Putin, Zelenskyy, and Trump to get together in a historic first


Putin, Zelenskyy, and Trump

For the first time since Russia launched its full-scale invasion of Ukraine nearly four years ago, officials from Kyiv and Moscow will sit at the same negotiating table with the United States. The venue: Abu Dhabi, and the format: trilateral, give the moment diplomatic weight. But beneath the symbolism, the substance remains stubbornly unchanged.

The talks follow a flurry of high-level diplomacy involving US President Donald Trump, who met Ukrainian President Volodymyr Zelenskyy in Davos before dispatching envoys to Moscow for what the Kremlin described as an unusually candid exchange with Vladimir Putin. The meetings have revived momentum after months of stalled contacts, yet they also underline how narrow the path to an agreement remains.

At the heart of the impasse is territory. Russia continues to insist that any settlement must include Ukraine’s withdrawal from parts of eastern Ukraine that Kyiv still controls. Ukrainian officials have repeatedly rejected that demand, calling it a red line that would reward military aggression. Nothing in the lead-up to the Abu Dhabi talks suggests either side has shifted.

Russian officials have framed the discussions as focused on “security issues,” with a delegation that includes senior military figures. Ukraine, for its part, is sending its chief negotiator, signalling that Kyiv is willing to engage but not concede. Zelenskyy has described the talks as a step forward – careful language that reflects progress in process rather than outcome.

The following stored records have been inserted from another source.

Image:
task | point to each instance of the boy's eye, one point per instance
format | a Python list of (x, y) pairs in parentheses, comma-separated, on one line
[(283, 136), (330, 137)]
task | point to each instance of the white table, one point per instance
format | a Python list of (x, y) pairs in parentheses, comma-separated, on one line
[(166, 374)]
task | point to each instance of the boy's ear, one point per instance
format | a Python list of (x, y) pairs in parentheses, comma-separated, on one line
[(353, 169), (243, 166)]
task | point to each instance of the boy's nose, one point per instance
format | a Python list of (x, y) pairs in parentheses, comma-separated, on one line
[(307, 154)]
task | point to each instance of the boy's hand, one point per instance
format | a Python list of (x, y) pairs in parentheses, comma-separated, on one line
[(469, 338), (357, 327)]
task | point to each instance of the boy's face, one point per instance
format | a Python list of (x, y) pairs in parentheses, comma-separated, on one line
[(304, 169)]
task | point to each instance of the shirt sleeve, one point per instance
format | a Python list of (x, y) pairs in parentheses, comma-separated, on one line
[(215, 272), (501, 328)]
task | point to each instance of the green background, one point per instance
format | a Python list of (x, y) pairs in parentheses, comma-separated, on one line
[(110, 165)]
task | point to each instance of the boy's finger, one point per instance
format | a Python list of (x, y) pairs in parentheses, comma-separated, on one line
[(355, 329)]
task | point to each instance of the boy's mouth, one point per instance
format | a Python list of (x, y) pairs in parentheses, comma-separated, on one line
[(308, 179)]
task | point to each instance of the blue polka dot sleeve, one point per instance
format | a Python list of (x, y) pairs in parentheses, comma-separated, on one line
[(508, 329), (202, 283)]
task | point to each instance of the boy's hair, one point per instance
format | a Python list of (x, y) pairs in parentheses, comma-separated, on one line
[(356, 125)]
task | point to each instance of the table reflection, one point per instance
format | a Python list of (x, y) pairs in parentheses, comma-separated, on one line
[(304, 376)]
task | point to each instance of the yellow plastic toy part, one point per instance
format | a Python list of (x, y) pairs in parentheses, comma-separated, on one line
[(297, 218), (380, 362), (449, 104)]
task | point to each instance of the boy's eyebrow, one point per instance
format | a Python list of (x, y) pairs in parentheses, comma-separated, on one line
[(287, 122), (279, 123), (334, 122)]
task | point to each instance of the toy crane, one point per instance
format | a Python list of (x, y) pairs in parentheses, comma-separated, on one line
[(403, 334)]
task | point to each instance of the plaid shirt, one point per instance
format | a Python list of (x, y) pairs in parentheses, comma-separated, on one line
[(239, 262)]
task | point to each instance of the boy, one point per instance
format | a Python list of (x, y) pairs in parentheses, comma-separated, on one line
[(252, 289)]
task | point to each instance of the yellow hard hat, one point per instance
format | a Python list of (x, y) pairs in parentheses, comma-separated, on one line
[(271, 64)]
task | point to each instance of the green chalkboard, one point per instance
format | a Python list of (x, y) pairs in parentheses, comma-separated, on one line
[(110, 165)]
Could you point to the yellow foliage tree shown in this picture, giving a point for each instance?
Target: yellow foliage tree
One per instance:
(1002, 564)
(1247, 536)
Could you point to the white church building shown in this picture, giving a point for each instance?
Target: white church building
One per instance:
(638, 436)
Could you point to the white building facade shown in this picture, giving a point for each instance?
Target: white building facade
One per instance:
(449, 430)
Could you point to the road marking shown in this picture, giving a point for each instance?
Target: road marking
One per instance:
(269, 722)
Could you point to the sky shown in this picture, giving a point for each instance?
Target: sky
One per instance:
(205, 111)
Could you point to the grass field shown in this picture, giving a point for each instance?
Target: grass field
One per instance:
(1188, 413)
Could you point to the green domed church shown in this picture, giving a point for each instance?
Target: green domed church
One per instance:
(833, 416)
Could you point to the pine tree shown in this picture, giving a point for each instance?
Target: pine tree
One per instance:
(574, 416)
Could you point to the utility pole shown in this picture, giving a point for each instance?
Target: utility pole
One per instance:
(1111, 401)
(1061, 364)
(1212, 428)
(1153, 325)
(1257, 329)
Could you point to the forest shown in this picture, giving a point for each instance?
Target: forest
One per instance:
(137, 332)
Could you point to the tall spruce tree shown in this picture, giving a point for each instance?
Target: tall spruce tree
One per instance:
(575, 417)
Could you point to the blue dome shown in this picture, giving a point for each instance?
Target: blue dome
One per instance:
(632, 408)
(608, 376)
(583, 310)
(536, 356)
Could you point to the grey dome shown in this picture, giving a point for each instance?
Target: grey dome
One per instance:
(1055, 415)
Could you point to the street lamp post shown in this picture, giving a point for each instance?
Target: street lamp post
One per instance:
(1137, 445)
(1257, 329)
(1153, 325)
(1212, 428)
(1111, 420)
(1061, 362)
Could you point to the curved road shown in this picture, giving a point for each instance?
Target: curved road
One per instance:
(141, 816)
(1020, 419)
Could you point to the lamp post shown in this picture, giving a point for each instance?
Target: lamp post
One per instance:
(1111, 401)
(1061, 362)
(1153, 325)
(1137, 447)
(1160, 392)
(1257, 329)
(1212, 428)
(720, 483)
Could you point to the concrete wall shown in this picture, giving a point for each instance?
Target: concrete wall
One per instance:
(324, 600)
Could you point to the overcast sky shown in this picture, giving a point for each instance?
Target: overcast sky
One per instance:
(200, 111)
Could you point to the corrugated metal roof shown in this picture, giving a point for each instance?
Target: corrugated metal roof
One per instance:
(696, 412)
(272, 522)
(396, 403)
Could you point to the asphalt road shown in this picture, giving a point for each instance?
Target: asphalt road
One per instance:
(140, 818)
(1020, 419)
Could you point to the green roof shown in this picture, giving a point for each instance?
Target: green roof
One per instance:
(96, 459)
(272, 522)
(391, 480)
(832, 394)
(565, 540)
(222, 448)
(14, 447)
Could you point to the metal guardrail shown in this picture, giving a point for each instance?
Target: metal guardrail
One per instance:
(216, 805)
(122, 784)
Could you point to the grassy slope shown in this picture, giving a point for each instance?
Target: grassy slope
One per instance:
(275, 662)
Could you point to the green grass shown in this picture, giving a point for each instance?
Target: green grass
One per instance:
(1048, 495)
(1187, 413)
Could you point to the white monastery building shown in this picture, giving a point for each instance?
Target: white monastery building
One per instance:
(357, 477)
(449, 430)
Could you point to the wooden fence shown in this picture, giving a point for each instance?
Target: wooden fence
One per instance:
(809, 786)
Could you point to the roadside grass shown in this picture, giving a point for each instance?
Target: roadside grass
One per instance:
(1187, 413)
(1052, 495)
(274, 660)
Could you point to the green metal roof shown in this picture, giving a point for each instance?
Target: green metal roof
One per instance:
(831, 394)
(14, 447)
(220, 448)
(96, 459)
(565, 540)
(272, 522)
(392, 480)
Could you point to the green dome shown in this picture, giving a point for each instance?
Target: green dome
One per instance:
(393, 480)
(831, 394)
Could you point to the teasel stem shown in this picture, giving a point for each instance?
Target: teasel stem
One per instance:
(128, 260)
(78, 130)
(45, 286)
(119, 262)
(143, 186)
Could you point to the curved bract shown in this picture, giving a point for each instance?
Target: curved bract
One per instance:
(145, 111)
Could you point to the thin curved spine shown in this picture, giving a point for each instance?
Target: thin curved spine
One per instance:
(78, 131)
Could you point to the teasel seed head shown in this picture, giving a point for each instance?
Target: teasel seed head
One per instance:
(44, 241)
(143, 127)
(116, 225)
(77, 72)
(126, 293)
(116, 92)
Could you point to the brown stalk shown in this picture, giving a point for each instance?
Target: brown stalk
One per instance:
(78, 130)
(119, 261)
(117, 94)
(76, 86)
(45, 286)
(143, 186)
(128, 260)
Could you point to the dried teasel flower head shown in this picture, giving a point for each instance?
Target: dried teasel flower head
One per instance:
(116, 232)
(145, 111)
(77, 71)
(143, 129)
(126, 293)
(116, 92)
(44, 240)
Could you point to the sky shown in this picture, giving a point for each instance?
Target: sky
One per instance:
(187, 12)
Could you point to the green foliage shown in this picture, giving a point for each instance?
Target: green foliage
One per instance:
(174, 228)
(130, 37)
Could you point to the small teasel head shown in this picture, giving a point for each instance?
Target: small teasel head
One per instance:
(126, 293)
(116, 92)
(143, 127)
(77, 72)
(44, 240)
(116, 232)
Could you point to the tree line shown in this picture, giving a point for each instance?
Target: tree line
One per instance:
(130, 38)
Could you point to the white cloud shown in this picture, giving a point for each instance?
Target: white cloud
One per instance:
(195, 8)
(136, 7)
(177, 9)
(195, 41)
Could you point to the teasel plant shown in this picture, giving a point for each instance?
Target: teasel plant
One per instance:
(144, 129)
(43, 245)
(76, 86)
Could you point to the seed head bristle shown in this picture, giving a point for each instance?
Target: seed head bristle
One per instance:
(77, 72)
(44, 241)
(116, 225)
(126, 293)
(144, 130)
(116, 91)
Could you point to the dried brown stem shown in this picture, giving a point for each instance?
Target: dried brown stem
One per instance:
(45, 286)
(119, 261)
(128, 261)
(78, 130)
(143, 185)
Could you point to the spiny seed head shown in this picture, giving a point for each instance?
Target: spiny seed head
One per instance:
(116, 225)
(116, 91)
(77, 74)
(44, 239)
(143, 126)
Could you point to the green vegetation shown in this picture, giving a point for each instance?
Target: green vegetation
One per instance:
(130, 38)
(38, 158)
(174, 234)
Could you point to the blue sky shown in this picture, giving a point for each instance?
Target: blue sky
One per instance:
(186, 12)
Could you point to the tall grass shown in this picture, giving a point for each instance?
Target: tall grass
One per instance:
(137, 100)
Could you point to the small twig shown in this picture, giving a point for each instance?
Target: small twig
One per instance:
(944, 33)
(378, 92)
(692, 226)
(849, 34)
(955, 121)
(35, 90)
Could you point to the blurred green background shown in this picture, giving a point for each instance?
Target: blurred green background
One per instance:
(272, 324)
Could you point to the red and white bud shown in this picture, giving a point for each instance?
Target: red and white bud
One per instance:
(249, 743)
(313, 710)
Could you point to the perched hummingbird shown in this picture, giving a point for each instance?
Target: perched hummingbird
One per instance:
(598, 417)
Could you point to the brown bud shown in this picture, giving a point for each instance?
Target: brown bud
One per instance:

US officials have suggested the negotiations are now “down to one issue,” a phrase widely interpreted as a reference to territorial control in the Donbas. That framing itself highlights the problem: when a single issue defines the war’s outcome, compromise becomes exponentially harder.

The Kremlin has been explicit that without resolution on territory, there can be no lasting peace. Russian spokespeople have reiterated that military operations will continue until Moscow’s conditions are met, even as talks proceed in parallel. It is diplomacy conducted under fire – and with no pause button.

Trump has floated alternative ideas in the past, including economic arrangements for eastern Ukraine, but those proposals have yet to gain visible traction with either Kyiv or Moscow. For now, the Abu Dhabi meeting appears less about closing a deal than about testing whether dialogue can coexist with entrenched positions.

In that sense, the talks mark a diplomatic milestone without guaranteeing a diplomatic shift. The fact that Ukraine and Russia are speaking together at all is notable. But the fact that they remain so far apart on the central question of land suggests that the war’s most difficult chapter, deciding where borders will lie, is still very much unwritten.